The department has confirmed it has to make savings of 17.2% over a four year period between 2011 and 2015.

DCAL director of finance Deborah Brown said the consequences would be "widespread and unpalatable".

She said that museums and libraries would potentially have to close and the levels of service would also fall.

Overall, the department's current budget of £109m is projected to fall to less than £92m by 2014/15.

Speaking at a Stormont committee meeting on Thursday, Ms Brown said the figures represented a cumulative cut of £46m over the budget period.

She said the department would cuts its operating budget by 14% while its supporter bodies like the Arts Council and Sport NI face cuts of 18%.

She said grant giving bodies like Sport NI and the Arts Council would be "probably to able to accommodate budget reductions more quickly" whereas museums and libraries would need more time to make cuts as most of their cost are related to staff and buildings.

She said it was inevitable people will lose their jobs and that it was likely that at some stage redundancy programmes will be needed in some of the department's sponsored bodies.

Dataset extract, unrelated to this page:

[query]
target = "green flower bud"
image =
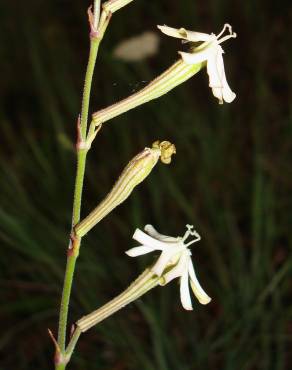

The sponsored bodies include organisation like the Arts Council, Sport NI, the NI Library Authority and the National Museums NI, however Ms Brown did not specify which of these would require a redundancy programme.

DCAL added that no detail had been determined where staff reductions will occur.

About 30% of DCAL's budget is dedicated to libraries while 20% is spent on museums.

She said if museums and libraries avoided significant cuts, then the arts and sport would have to deliver more savings and that would have a "very significant impact" on those areas.

The Arts Council's Noreen McKinney said it was feared up to 100 jobs could be at risk in the local arts sector because of the cuts.

Ms McKinney said public spending on the arts in Northern Ireland was already very low compared to the rest of the UK and the impact of further cuts would have a hugely detrimental effect.

"There is no doubt that we will be unable to continue to sustain the number of arts organisations that we currently do and that will inevitably lead to job losses," she said.

"Regrettably, that will have a hugely disproportionate affect on the arts in Northern Ireland and it will take us decades possibly to recover from that."

Another senior civil servant, Edgar Jardine, said that the minister Nelson McCausland had identified the Ulster Scots Academy as a priority project which should not be cut.

The Ulster Scots Academy project all but collapsed under previous DCAL ministers.

Other priorities include a IT project for libraries and the World Police and Fire games, due to be staged here in 2013.

SDLP Finance spokesperson Declan O'Loan MLA said a four-year programme of savings being proposed for the department "amount to little more than a series of top-down, across-the-board cuts".

On Tuesday, the Northern Ireland Council for Voluntary Action warned that public spending cuts cuts could amount to £2bn over the next four years.